The heart of the state-of-art control system is a programmable logic controller (PLC) along with digital and analog inputs and outputs cards. Digital and analog inputs are used to transmit information to the controller about the current state of the control devices of the process components, the measured values of the operating parameters and possible occurences of emergency conditions. Digital and analog outputs allow certain reactions to be triggered in process equipment connected to the control system, in accordance with a pre-programmed action algorithm or a command issued by the operator.

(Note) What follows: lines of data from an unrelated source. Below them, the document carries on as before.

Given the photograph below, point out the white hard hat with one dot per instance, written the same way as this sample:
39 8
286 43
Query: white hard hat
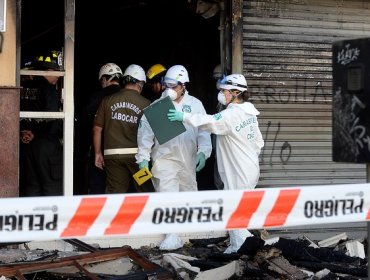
176 74
135 71
217 72
234 81
110 69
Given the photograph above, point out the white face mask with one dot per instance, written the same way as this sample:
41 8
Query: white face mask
171 93
221 98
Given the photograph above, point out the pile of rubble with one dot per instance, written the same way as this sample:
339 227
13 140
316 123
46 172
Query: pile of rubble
200 259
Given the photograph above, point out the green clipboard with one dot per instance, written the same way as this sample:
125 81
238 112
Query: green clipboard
156 114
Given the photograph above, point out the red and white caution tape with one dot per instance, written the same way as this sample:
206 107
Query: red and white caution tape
46 218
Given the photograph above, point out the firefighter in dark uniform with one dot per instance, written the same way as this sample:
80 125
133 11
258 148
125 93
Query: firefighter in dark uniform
41 168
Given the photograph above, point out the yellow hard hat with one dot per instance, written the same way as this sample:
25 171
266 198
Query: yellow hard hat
155 70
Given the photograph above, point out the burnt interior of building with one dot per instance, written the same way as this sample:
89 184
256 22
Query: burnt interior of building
126 32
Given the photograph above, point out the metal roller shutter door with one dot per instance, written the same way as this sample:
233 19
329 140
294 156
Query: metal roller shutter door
287 61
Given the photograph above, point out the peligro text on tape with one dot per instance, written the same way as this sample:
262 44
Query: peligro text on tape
47 218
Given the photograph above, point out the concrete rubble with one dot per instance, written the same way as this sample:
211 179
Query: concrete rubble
200 259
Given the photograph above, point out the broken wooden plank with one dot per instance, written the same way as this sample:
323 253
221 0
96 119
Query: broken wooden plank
79 261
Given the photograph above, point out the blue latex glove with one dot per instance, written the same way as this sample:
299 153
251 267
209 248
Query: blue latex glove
174 115
143 164
200 161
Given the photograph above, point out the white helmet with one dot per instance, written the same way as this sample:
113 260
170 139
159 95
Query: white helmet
176 74
234 81
110 69
217 72
136 72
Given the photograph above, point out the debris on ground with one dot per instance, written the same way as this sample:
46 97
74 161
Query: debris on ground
199 259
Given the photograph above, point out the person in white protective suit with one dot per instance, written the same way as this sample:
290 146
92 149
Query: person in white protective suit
175 163
238 144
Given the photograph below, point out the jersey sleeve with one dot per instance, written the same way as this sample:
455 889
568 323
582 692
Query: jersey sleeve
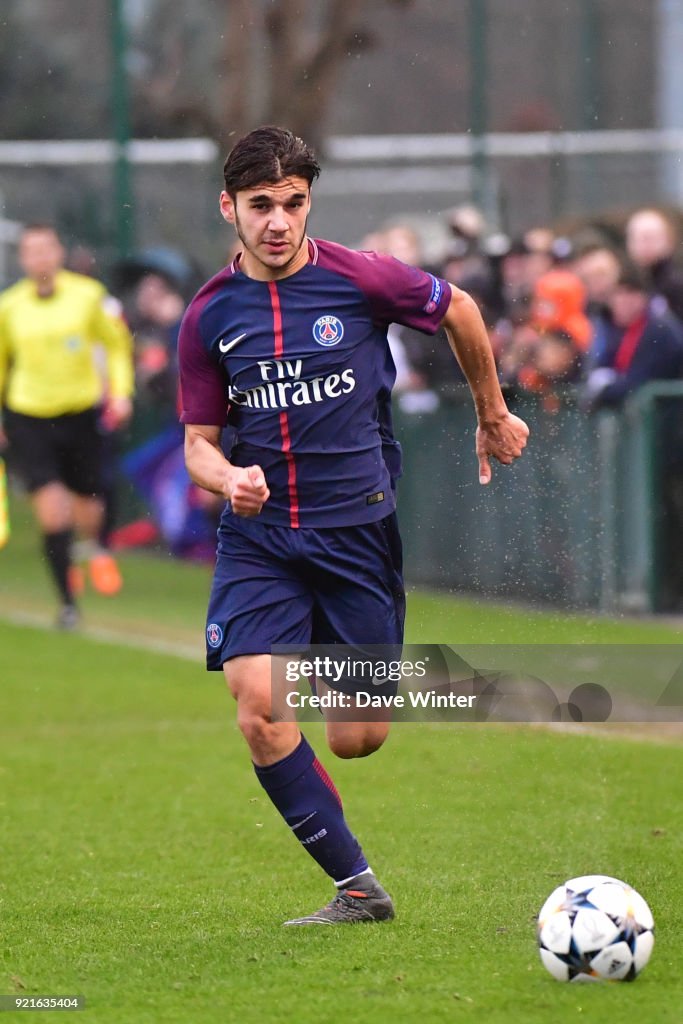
110 328
203 393
396 293
4 357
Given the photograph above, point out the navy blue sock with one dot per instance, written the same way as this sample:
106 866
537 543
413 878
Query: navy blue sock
306 798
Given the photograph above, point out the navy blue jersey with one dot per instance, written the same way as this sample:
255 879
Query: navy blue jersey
301 370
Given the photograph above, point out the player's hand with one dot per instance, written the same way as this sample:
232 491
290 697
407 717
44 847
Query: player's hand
503 439
117 413
248 491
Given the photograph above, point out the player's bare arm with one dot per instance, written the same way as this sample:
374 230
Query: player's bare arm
500 434
245 487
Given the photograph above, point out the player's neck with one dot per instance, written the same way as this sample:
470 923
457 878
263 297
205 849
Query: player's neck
45 286
257 270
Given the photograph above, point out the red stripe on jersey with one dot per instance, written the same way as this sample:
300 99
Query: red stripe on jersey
284 421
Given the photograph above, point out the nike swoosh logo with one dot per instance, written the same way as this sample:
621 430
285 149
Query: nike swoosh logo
303 821
225 346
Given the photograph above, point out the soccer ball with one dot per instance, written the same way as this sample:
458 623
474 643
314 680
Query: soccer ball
595 928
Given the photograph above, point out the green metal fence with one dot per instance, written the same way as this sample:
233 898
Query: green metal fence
591 517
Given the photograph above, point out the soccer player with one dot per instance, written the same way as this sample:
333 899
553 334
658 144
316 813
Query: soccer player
288 345
55 399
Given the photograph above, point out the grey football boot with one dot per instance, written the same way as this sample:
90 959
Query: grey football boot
363 899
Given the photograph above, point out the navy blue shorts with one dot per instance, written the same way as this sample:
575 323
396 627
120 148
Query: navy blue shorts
274 585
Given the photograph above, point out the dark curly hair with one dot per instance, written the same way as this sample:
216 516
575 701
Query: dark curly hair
268 155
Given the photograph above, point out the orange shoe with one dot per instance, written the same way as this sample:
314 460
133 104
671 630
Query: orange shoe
76 580
104 574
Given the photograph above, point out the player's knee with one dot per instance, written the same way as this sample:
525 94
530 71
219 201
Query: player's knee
256 728
356 744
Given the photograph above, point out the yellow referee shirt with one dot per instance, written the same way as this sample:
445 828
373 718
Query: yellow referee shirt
47 347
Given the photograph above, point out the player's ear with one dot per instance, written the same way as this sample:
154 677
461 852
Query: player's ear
226 207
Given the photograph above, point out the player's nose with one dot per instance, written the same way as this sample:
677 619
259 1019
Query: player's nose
278 221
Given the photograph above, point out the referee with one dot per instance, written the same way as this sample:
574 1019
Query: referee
55 398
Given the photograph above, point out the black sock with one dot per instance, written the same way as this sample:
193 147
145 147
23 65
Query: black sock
57 551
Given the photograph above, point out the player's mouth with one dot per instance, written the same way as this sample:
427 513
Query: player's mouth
275 246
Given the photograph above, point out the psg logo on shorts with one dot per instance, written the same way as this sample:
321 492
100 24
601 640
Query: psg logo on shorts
214 635
328 331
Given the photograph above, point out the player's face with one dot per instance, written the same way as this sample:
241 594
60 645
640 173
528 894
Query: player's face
41 254
271 223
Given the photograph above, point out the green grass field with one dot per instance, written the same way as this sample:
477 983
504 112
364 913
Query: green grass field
142 866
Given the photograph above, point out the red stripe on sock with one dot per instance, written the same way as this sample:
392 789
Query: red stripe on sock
328 781
284 420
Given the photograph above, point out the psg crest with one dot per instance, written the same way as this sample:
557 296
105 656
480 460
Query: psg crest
328 331
214 635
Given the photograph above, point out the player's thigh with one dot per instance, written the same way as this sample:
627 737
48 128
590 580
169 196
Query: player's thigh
33 453
358 589
257 596
81 453
249 679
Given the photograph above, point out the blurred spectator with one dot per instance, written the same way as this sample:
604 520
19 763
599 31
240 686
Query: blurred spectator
651 241
559 304
156 318
599 268
646 344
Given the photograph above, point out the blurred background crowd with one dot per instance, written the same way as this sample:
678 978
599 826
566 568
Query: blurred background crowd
595 313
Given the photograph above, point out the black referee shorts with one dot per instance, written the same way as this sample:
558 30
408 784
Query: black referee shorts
61 449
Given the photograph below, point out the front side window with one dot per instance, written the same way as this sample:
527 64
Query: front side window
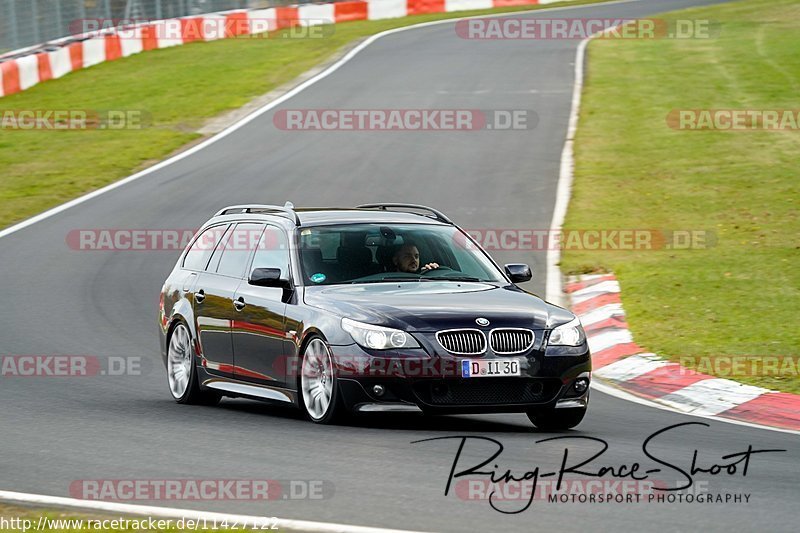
372 253
272 251
238 246
203 246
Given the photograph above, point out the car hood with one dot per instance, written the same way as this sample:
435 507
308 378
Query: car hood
434 306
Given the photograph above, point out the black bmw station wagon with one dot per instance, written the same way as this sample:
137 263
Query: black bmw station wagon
382 307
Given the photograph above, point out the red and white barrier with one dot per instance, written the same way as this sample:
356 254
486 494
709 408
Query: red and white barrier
24 72
618 360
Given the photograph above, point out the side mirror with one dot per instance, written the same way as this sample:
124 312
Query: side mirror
268 277
518 272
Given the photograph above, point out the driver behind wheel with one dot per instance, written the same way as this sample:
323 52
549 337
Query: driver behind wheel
406 259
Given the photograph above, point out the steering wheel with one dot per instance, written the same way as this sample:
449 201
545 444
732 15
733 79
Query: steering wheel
435 270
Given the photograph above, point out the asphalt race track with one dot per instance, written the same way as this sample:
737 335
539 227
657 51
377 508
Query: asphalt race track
57 300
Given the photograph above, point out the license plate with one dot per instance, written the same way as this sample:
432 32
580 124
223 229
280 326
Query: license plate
476 368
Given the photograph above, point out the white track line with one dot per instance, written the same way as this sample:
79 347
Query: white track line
167 512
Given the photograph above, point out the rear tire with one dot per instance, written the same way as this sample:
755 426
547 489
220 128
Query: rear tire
182 371
556 419
318 389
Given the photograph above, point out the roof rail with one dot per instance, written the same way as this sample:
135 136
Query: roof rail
435 213
286 211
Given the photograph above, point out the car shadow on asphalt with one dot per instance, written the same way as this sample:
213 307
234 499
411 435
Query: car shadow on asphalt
500 423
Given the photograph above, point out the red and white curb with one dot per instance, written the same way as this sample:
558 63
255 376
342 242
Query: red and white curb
19 72
619 361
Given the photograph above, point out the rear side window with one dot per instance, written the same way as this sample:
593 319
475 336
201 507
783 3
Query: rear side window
201 249
238 248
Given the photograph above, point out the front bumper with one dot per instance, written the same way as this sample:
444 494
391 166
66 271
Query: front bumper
416 381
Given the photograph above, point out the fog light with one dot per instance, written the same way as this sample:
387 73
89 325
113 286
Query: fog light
581 385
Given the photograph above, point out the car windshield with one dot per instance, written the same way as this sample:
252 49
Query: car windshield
377 253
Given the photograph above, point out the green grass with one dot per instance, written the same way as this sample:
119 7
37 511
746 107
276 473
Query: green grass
180 88
742 295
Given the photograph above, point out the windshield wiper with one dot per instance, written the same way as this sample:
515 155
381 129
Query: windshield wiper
457 278
384 280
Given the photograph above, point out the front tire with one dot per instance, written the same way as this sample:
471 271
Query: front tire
556 419
182 373
319 388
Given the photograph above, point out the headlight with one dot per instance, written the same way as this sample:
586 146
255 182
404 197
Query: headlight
569 334
376 337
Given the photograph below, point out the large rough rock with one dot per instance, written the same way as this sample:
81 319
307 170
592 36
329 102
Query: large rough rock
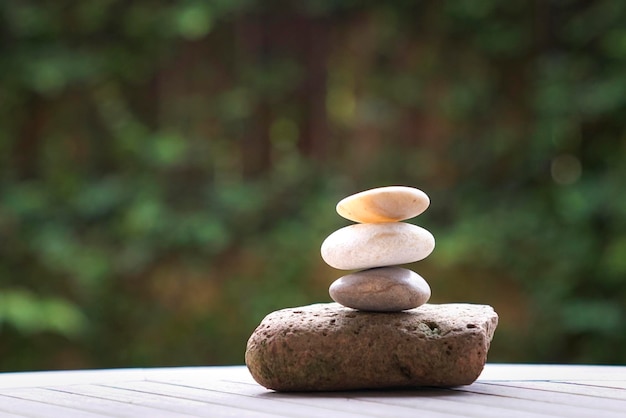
328 347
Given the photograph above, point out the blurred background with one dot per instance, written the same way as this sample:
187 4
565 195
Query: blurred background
169 169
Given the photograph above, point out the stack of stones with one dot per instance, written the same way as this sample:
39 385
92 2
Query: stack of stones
375 246
380 333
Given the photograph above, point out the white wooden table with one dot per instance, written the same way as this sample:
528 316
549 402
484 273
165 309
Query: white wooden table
503 390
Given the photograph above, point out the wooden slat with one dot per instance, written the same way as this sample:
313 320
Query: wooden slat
164 404
501 391
572 388
80 402
29 408
516 392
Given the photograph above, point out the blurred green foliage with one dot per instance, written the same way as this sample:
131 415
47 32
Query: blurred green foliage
168 169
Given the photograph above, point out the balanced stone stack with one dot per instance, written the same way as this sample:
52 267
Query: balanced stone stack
378 241
381 333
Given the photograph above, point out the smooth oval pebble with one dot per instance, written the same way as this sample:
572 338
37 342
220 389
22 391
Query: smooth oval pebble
384 289
363 246
384 204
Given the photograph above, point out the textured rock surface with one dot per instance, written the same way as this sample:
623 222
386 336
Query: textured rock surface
363 246
384 289
384 204
327 347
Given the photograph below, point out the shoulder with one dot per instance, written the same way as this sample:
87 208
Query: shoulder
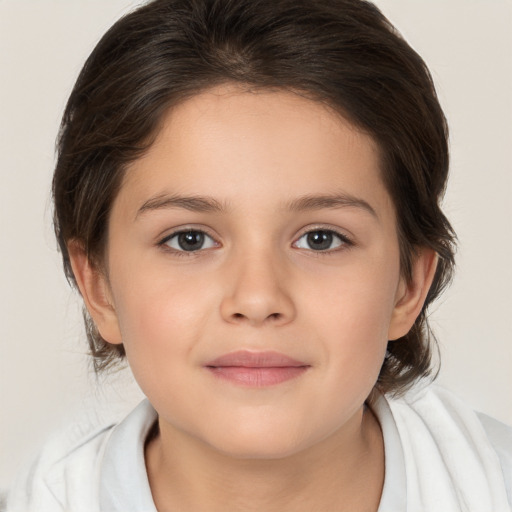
63 473
469 443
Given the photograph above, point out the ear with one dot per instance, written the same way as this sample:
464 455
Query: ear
411 295
95 290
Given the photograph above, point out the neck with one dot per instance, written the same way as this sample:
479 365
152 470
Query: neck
344 472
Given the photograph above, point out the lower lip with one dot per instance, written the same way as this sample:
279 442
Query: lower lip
257 377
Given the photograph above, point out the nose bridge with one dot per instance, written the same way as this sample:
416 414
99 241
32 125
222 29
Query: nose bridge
257 291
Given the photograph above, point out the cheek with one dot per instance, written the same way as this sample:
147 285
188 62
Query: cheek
160 319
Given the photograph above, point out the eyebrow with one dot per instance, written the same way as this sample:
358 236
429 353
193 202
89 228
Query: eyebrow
192 203
206 204
320 202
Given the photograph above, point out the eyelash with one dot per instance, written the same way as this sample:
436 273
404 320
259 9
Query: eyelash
344 241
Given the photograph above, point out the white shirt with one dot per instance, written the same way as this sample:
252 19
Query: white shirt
439 457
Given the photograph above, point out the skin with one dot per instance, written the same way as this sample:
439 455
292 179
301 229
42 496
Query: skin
305 444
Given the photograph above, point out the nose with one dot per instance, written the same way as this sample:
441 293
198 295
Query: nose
257 292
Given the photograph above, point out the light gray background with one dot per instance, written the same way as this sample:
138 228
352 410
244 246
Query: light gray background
44 378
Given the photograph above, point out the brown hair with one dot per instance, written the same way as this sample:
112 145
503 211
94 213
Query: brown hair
344 53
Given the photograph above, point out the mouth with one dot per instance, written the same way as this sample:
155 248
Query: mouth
256 369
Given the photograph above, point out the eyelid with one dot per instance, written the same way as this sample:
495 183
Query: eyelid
162 240
346 239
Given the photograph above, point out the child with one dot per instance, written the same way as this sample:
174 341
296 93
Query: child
247 197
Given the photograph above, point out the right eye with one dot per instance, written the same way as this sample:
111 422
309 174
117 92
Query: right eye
189 240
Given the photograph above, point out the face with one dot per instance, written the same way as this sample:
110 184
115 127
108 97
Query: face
253 272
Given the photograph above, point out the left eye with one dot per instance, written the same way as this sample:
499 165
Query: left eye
321 240
189 241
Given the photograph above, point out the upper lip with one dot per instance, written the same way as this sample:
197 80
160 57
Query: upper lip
248 359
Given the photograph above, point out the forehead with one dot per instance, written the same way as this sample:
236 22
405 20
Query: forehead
259 145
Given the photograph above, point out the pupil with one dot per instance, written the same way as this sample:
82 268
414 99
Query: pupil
320 240
191 241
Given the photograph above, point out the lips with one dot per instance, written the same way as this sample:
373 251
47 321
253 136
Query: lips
256 369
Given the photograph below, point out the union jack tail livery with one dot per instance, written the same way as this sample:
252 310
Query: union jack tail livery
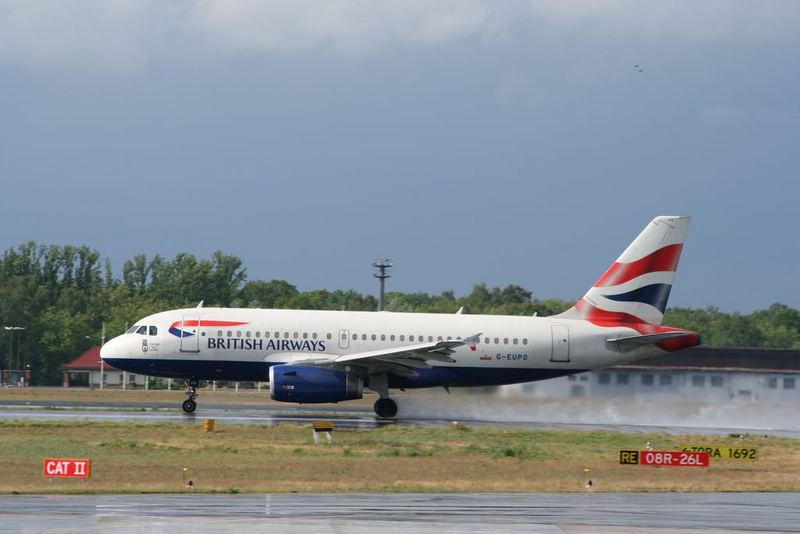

To ensure interactive communication between the system user and the PLC controller, a so-called Human Machine Interface is required. HMI which, depending on the complexity of the system, can be a set of buttons installed on the door of the control panel, a text display with function keys, a monochrome or color touch operator panel, or a panel or desktop industrial PC.
In case of pharmaceutical applications, HMI color touch panels in less advanced applications or industrial PCs with SCADA application installed (SCADA = Supervisory Control and Data Acquisition) in more complex applications are used as communication interfaces. Sometimes there happen combinations of both options when the operator panel is located directly on the devices and is remotely connected to the SCADA system installed on the computer located, for example, in the central server room. The SCADA system can be configures as a stand-alone or a client-server version.
Control systems used in the pharmaceutical industry should be designed, built, and tested in accordance with applicable GAMP guidelines, GMP Appendix 11 and CFR21PART11 requirements.
The GAMP Guidelines contain standards that define how to design, configure, and document computerized control systems used in the pharmaceutical industry. The main subject of CFR21PART11 requirements is to ensure the security, integrity and non-editability of data, including ensuring appropriate access levels for various user groups, as well as registering events in the form of “Audit Trail” records.